For this forested area, insect repellent is absolutely necessary prior to embarking on the trail. Signs also caution against poisonous plants, although the well-maintained path makes it easy to observe the plant and animal life without worrying too much about coming into contact with a dangerous leaf.
While creatures such as alligators or turtles are more prone to swimming in the sloughs that mark the Anhinga Trail, the Gumbo Limbo Trail includes solution holes formed by dissolved limestone. Occasionally, during the dry season, animals go to these areas to drink water, and there are signs throughout the trail reminding visitors to keep their distance from the local alligators.
The Gumbo Limbo Trail has much less human traffic than the Anhinga Trail, and walking through the shaded hammock you are likely to forget that the city of Miami is only 30 miles away.

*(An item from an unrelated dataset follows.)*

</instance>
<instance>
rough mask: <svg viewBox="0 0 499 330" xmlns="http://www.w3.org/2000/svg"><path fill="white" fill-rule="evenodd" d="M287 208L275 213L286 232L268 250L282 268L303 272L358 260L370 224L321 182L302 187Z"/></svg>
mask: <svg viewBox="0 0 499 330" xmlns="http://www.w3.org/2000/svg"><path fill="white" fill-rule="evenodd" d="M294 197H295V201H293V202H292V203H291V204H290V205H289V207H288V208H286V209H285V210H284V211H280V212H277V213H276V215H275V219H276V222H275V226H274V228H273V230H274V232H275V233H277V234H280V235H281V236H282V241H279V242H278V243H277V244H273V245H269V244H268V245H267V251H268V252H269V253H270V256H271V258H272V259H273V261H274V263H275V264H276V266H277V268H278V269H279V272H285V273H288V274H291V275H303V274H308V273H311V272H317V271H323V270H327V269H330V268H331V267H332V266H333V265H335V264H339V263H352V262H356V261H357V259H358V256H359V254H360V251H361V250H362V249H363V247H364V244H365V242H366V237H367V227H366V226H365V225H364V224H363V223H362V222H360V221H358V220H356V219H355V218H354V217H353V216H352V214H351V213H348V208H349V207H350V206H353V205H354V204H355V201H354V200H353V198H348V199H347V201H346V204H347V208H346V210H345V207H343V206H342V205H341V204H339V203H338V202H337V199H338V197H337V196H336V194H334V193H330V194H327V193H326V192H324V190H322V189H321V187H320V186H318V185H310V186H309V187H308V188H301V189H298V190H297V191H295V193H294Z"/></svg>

After exploring both trails, visitors may be inclined to rest at a picnic table outside the Royal Palm Visitor Center, or peruse the books and other items at the small shop within the central area. On your way out, the Ernest Coe Visitor Center includes an open exhibit that highlights information on the wildlife species found throughout Everglades National Park.
A night on the town in Miami can be a costly affair and a weekend road trip to Disney World will set you back much more. The unique animal species and peace of mind you will discover during a day on the self-guided walking tours of the Everglades are among many reasons to take advantage of the natural beauty located right in our South Florida backyard.
If You Go
Total cost = $10 to enter park in a car
Total time = two to four hours
Visitor information 305-242-7700
How to get there
Travelers coming from the Miami area can take Florida’s Turnpike south and easily follow signs to the main entrance of the park. Driving is easiest on weekends, especially before noon. However, a word of caution: check the NASCAR schedule before making travel plans. The Homestead-Miami Speedway tends to crowd the roads, and if impatient race fans are not your cup of tea, you could be in for a long morning.
What to bring
Weather in South Florida during the late fall and early winter can vary from sunny and hot to breezy and cool. Even on a hot day, extra sweatshirts are packing essentials, since the temperature can be lower in the shady, wooded areas of the Gumbo Limbo Trail. No matter the temperature, avoid sandals, and stick to close-toed sneakers or hiking shoes for the best walking experience. Be sure to also include insect repellent, sunscreen, and a camera to capture any encounters with the park’s abundant wildlife.
Hitting the trails
After arriving at the Ernest Coe Visitor Center and picking up a map from the information desk, follow the road for four more miles to the Royal Palm Visitor Center. From here you can begin your self-guided walking tour.